Life on Mars

So NASA has successfully landed the Phoenix robot on Mars. At a reported cost of around $300 million. That figure is almost certainly low. Does it include the salaries of the ground team who will be operating the robot? The cost of the rocket? The cost of the R&D required to build the rocket? Or is that just the price tag for the robot itself?

I don’t know, and it would take more than a few minutes of web crawling to find out, so let’s just accept the figure at face value.

I guess I was as excited as anybody to learn the results of the first couple of Mars expeditions. But those results seem pretty conclusive: Ain’t nothin’ up there but a great big ball of red rock.

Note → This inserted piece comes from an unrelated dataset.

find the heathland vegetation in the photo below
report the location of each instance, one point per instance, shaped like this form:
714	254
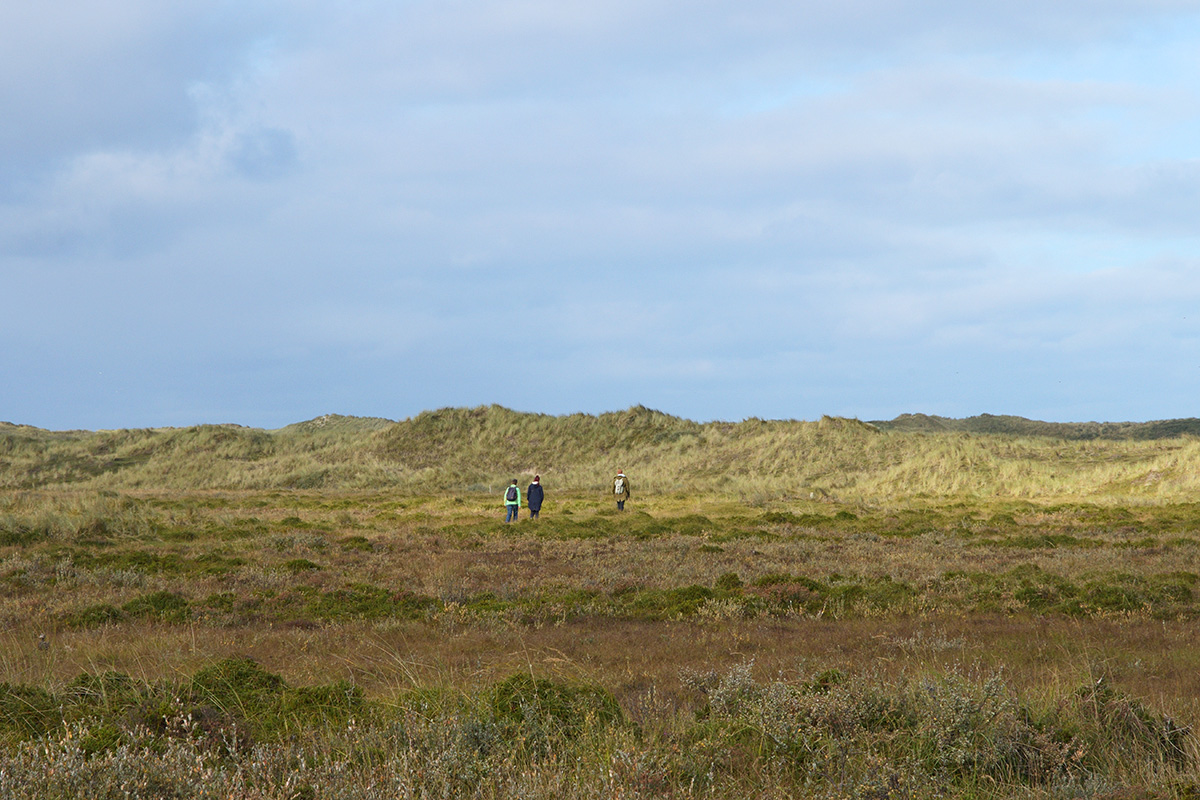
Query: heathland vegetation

Continuing to send spacecraft Marsward is surely a huge waste of money, even if it’s “only” $300 million. Mars will still be there in a hundred years. It won’t have changed a bit. In the meantime, that money could be put to far, far better use here on Earth.

Here’s an idea: Identify the 300 inner-city schools that are in the worst shape, and give each of them a million bucks.

Of course, there would have to be some guidelines. Not a cent could be spent on administrator salaries. All of it would have to go to raising the salaries of teachers, hiring more teachers, providing basic supplies for students, and/or repairing the building.

A million bucks doesn’t go very far these days. But having a million extra in your school’s budget would let you do a lot of very worthwhile things.

How about it, NASA? Is there intelligent life on Earth?